Un bambino di otto anni è stato temporaneamente collocato in una casa-famiglia della cittadina tirrenica, in provincia di Cosenza, su indicazione dei Servizi sociali del Comune, a seguito di una controversia con la madre sulla somministrazione di un farmaco per una condizione neurodivergente. La donna, assistita dai propri legali, aveva espresso contrarietà alla terapia, ritenendola “troppo invasiva e con effetti collaterali eccessivi”, decisione presa anche in accordo con la pediatra di riferimento. Secondo i Servizi sociali, il rifiuto della madre è stato interpretato come “atteggiamento oppositivo”, con conseguente sospensione della responsabilità genitoriale e nomina di un tutore per il minore.

Il bambino, al termine di ogni colloquio settimanale di 45 minuti, chiede di tornare a casa: “Voglio stare con la mia mamma”, riferiscono i legali della donna, che denunciano inoltre episodi di presunti comportamenti aggressivi subiti dal figlio da parte di un altro ospite della struttura. “Abbiamo chiesto al tutore informazioni sullo stato di salute del bambino – spiegano gli avvocati – ma ci è stato risposto che può riferire solo al Tribunale per i minorenni”.
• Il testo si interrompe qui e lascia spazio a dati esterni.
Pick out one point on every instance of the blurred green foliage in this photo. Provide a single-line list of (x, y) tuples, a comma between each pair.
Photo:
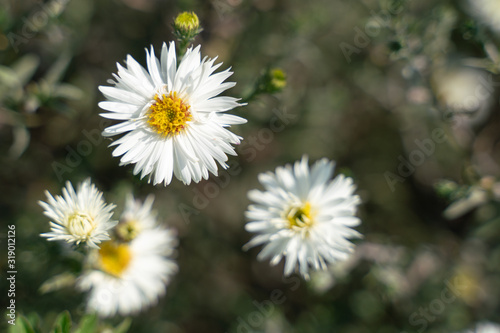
[(366, 87)]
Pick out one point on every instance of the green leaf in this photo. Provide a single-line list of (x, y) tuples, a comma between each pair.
[(88, 324), (26, 67), (63, 323), (56, 72), (124, 326)]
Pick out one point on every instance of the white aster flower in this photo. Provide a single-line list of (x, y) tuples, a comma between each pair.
[(129, 276), (79, 217), (303, 216), (174, 120), (136, 217)]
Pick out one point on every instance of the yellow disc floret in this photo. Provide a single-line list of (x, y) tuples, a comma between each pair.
[(300, 216), (114, 257), (169, 114)]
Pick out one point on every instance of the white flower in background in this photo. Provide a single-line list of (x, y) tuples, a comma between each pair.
[(136, 216), (128, 276), (488, 11), (303, 216), (174, 120), (78, 217)]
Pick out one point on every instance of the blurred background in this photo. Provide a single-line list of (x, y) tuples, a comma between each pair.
[(403, 95)]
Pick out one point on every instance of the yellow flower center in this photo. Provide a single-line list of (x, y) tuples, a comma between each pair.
[(168, 114), (80, 225), (114, 258), (300, 216), (128, 230)]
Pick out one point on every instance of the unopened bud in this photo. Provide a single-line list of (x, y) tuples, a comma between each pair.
[(186, 25)]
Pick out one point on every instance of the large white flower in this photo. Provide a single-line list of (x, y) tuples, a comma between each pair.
[(303, 216), (130, 273), (173, 115), (79, 217)]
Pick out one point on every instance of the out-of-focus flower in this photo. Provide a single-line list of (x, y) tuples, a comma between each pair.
[(79, 217), (463, 90), (467, 198), (136, 217), (174, 120), (128, 276), (303, 216)]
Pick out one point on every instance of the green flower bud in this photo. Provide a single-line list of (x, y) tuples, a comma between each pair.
[(186, 25)]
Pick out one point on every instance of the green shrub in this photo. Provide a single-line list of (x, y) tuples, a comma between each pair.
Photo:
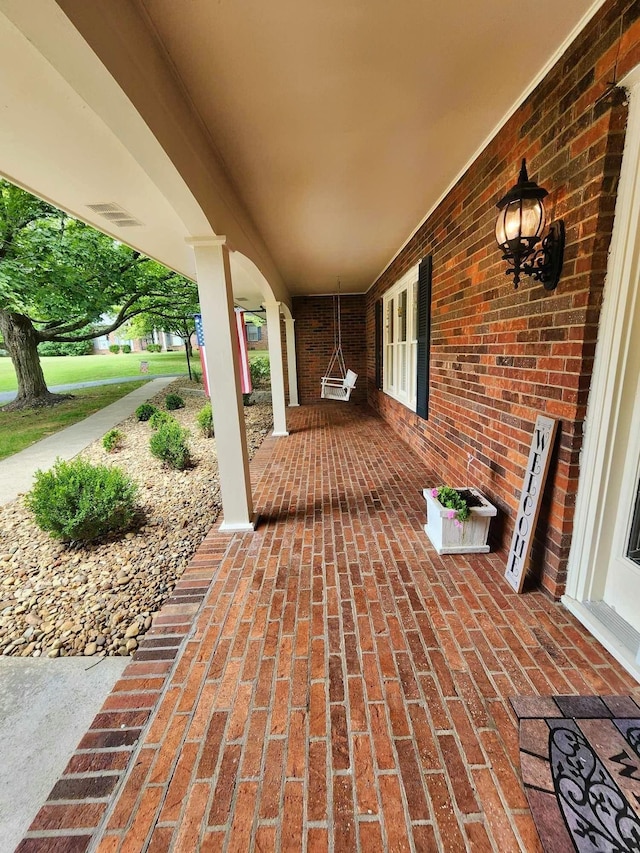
[(173, 401), (79, 501), (169, 443), (159, 418), (204, 419), (112, 440), (259, 369), (56, 348), (145, 410)]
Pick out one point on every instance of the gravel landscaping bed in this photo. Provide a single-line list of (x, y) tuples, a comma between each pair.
[(97, 599)]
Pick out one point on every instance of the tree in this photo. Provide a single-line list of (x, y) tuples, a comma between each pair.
[(177, 319), (60, 279)]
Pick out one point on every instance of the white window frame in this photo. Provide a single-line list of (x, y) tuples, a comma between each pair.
[(397, 355)]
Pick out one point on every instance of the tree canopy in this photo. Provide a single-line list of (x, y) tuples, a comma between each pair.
[(63, 281)]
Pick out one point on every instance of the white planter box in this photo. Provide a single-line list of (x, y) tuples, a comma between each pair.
[(469, 537)]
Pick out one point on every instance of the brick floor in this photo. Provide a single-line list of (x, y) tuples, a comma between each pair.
[(327, 683)]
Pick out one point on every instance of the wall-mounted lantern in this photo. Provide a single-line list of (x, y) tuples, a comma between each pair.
[(519, 229)]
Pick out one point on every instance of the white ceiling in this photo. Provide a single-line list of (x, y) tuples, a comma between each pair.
[(318, 135)]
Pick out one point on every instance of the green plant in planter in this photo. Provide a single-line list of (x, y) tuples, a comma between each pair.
[(454, 501)]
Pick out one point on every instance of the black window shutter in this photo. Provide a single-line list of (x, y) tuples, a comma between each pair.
[(424, 337), (378, 307)]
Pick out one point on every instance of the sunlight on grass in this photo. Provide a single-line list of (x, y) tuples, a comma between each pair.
[(87, 368), (20, 429)]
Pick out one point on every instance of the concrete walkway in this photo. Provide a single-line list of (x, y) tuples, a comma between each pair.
[(45, 708), (16, 472), (8, 396)]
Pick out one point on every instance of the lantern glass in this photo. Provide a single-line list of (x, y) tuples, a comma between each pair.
[(521, 218)]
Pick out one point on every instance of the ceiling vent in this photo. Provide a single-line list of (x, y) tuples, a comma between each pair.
[(115, 214)]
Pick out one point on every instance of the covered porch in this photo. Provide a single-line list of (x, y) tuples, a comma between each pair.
[(326, 682)]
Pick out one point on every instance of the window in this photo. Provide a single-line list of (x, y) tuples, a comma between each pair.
[(400, 332), (254, 333)]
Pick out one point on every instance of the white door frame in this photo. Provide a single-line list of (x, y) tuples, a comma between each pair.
[(607, 417)]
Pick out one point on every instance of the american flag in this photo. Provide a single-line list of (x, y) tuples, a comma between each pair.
[(203, 363), (241, 338)]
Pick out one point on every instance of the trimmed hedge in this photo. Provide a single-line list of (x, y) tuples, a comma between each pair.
[(79, 501)]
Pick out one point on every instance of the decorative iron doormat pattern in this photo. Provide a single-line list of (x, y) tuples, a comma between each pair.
[(580, 760)]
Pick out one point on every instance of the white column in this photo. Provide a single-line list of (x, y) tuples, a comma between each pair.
[(221, 355), (277, 374), (291, 360)]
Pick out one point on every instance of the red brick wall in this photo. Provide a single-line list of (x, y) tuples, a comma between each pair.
[(314, 328), (499, 356)]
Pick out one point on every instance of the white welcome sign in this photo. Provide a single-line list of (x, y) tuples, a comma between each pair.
[(532, 489)]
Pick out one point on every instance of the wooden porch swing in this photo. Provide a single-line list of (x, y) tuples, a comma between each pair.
[(338, 385)]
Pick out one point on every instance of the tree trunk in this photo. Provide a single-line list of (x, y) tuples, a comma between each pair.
[(21, 341)]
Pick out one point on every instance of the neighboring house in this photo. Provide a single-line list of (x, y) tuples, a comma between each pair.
[(257, 333)]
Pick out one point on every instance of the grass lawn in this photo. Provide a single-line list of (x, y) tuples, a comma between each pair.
[(20, 429), (84, 368)]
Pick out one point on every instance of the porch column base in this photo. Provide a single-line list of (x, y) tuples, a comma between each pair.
[(239, 526)]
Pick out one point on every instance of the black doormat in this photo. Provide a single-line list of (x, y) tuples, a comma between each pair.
[(580, 760)]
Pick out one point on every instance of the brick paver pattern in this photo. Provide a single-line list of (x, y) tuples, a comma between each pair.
[(327, 683)]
In vista dell’udienza fissata per inizio dicembre, i legali annunciano la richiesta di una consulenza specialistica per verificare come venga gestita la terapia, secondo le procedure Aifa e sotto la supervisione di uno specialista. La vicenda, che intreccia delicatamente tutela della salute e diritto al rapporto familiare, è seguita con attenzione dalla comunità locale e dagli operatori del settore.